Low-HRQoL population

The EQ-5D index score was calculated using the Korean value set for this instrument29. The range of EQ-5D index scores was from −0.17 to 1. One indicates perfect health condition, zero indicates a condition as bad as death, and less than zero indicates a subjective condition worse than death35. We defined our target population as the lowest 5% of the EQ-5D index of the total KNHANES population (EQ-5D index score ≤ 0.72).

Morbidity status

Fifteen diseases were included in our analysis: hypertension, hyperlipidemia, stroke, myocardial infarction, angina pectoris, arthritis, pulmonary tuberculosis, asthma, cancer, diabetes mellitus, thyroid, depression, liver diseases (hepatitis B, hepatitis C, hepatocirrhosis), renal failure, and chronic kidney disease (CKD).

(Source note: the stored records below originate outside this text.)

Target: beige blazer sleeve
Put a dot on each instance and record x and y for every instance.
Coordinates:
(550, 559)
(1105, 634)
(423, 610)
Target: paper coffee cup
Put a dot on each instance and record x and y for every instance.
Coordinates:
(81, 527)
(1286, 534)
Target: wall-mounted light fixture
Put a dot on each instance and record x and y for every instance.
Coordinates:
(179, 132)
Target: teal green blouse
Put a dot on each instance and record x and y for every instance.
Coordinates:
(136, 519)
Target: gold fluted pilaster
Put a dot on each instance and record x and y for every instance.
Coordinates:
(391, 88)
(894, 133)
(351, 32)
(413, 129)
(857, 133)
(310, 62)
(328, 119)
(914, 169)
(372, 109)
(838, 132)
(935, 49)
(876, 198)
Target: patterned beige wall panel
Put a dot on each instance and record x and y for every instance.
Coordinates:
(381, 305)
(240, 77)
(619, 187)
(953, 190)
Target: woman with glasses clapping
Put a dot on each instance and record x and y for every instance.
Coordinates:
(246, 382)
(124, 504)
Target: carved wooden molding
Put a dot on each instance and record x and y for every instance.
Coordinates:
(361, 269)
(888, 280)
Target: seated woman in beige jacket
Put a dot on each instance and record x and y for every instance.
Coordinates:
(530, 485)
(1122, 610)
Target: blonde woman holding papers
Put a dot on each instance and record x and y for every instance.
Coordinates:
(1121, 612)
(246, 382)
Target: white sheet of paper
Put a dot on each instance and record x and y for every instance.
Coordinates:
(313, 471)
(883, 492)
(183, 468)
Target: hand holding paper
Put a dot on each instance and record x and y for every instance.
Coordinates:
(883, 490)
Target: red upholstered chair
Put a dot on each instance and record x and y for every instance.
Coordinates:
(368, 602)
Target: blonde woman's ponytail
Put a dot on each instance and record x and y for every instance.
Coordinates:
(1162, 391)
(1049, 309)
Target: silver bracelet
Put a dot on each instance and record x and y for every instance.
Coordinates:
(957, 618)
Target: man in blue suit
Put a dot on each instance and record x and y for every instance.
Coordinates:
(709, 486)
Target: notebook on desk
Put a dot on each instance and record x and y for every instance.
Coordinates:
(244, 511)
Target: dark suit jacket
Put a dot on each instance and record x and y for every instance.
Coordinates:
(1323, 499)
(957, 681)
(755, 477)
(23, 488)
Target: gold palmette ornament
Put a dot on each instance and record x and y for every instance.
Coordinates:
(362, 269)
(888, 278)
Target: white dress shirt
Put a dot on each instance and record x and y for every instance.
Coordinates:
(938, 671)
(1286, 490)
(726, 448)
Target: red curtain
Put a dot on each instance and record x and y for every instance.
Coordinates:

Subjects were asked about their disease status for a range of diseases in the form of an adjustable question: for example, "Have you ever been diagnosed with stomach cancer by a doctor?" Those who answered "yes" were considered to have that disease. CKD disease was defined as a glomerular filtration rate less than 60 mL/min/1.73m2, calculated from creatinine level, in the health examination36. Details on each disease measurement were described in Supplementary Table 1.

Demographic factors

Sociodemographic factors included age, gender, income level, and education level. Income was categorized into four quartile household income groups: low (the lowest 25%), middle-low (between 25 and 50%), middle (between 50 and 75%), and high (the highest 25%). Education levels were categorized into elementary graduate or lower, middle school graduate, high school graduate, and college graduate or higher.

Statistical analysis

Descriptive statistics were calculated to describe the participants' sociodemographic characteristics, and chi-squared tests were used to compare distributions in HRQoL problems. We fitted logistic regression models to evaluate the probability of individual reporting problems in each EQ-5D dimension by disease status. In the model, the non-disease counterparts were used as the reference group (e.g., cancer versus non-cancer). We fitted a model for each disease and adjusted for age, gender, income level, and education level. In our analysis, we considered the stratified multistage clustered probability sampling design and survey weights. All statistical analyses were performed using the SAS survey procedures in SAS software version 9.4 (SAS Inc., Cary, NC). P-values less than 0.05 were considered statistically significant.